I wonder what Toronto audiences will make of Amour, now that the first blush of its Cannes premiere has faded. Amour depicts an ordeal, to be sure, though it couldn't be less outlandish or sensational. Set almost entirely in a bourgeois Paris apartment, it traces the deterioration of one half of an elderly couple, as the other struggles to care for her and then to let her go. Emmanuelle Riva and Jean-Louis Trintignant are astonishing in roles that demand a more intimate contribution from what can only be called their essential selves than most actors are willing to give. And rumours of Haneke's unsuspected romantic touch were not overstated: if anything Amour suffers from a little too much sentiment, pressing on well-known vulnerabilities—that if we are lucky we will all age and die, and watch our loved ones do so, creating a world of self-contained and sacred intimacy in the process—instead of palpating more mysterious softnesses in our hearts.

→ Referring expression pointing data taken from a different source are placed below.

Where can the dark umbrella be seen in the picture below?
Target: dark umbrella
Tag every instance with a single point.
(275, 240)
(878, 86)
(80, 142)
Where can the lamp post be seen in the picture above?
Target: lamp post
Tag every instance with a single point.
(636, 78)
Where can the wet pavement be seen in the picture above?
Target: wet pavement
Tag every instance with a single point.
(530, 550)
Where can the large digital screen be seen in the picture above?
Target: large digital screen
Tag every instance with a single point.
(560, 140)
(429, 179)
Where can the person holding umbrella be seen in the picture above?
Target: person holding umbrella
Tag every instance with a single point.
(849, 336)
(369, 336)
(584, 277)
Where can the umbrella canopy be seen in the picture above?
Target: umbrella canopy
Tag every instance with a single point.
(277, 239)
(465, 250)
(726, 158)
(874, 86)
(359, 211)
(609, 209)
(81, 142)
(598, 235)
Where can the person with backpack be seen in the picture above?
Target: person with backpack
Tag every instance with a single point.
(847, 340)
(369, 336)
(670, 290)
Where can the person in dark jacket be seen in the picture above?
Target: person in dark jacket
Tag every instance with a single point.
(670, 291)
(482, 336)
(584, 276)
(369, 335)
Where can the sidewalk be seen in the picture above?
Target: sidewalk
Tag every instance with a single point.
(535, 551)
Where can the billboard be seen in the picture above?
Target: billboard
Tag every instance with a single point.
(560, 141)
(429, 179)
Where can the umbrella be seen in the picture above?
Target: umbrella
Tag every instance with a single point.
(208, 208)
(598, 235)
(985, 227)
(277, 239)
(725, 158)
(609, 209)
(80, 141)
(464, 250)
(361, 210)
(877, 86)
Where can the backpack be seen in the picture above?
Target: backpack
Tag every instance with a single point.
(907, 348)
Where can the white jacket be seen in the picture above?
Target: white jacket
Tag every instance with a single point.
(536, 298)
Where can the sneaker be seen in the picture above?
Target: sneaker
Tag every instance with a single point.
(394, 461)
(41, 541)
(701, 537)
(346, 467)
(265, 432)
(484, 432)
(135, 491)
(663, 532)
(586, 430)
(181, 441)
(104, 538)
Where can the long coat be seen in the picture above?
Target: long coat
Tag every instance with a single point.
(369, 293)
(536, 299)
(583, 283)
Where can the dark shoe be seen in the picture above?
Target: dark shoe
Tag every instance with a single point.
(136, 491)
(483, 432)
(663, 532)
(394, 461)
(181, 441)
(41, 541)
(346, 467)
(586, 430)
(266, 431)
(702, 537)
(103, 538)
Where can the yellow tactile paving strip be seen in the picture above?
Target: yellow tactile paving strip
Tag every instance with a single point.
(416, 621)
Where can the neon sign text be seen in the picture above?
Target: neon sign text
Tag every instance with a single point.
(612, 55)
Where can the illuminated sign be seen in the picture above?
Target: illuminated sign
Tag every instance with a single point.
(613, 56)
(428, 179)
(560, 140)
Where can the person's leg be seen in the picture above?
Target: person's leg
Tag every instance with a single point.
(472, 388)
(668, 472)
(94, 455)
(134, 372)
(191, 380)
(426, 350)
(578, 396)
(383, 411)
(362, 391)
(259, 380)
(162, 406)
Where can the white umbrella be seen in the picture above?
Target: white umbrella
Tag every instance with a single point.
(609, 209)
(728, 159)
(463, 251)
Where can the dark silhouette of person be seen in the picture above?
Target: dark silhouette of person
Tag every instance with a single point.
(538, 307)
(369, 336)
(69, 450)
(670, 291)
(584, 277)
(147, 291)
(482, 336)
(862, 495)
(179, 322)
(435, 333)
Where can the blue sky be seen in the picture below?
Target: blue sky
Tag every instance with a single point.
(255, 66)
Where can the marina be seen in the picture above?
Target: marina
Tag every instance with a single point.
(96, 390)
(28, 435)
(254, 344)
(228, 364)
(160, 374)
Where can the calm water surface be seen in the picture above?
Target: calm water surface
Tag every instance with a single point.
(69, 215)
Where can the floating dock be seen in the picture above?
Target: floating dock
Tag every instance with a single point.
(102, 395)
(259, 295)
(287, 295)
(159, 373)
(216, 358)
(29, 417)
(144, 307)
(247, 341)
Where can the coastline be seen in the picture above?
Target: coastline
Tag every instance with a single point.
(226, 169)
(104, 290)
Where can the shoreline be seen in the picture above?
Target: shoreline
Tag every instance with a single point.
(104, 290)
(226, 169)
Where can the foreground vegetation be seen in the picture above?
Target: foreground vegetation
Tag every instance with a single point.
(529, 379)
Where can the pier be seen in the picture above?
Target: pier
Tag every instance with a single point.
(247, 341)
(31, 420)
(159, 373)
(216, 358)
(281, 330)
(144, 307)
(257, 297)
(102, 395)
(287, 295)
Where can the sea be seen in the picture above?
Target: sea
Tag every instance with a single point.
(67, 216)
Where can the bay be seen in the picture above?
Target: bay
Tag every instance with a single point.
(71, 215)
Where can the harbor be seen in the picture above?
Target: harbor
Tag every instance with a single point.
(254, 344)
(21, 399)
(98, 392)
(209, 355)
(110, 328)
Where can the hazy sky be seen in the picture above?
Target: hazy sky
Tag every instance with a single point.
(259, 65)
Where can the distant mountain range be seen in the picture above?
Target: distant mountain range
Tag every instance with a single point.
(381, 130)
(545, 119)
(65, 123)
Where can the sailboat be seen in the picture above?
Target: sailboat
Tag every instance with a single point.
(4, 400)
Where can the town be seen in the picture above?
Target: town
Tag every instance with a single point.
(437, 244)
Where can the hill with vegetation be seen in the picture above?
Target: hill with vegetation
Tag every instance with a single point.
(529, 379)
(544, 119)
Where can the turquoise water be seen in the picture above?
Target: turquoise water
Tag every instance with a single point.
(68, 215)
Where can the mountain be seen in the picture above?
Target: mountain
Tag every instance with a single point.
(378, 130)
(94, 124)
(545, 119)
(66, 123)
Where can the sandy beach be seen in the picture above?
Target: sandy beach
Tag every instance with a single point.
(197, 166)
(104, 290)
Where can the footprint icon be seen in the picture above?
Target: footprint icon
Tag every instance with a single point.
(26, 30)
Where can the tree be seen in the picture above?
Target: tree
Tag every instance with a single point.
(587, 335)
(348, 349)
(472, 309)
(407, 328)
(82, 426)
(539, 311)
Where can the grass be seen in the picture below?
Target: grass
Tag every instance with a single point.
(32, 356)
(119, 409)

Like many of the big films at TIFF this year, Amour has already secured distribution. As has the opening night film, Rian Johnson's Looper, which stars Bruce Willis and Joseph Gordon-Levitt in a time travel thriller—and one of a group of films, including Martin McDonagh's Seven Psychopaths and Dredd 3D, balancing out a heady fest with popcorn appeal.

Looper edged out the hometown favorite, Canadian director Deepa Mehta's adaptation of Salman Rushdie's Midnight's Children, for the opening night honor. Mehta is still seeking distribution, along with Cianfrance, Malick, Baumbach, and Korine. I'll be checking in with updates on all of those films—plus Australia's favorite, Cate Shortland's Lore—and more in the coming days, as critics and buyers and all the pretty people in between converge on Toronto.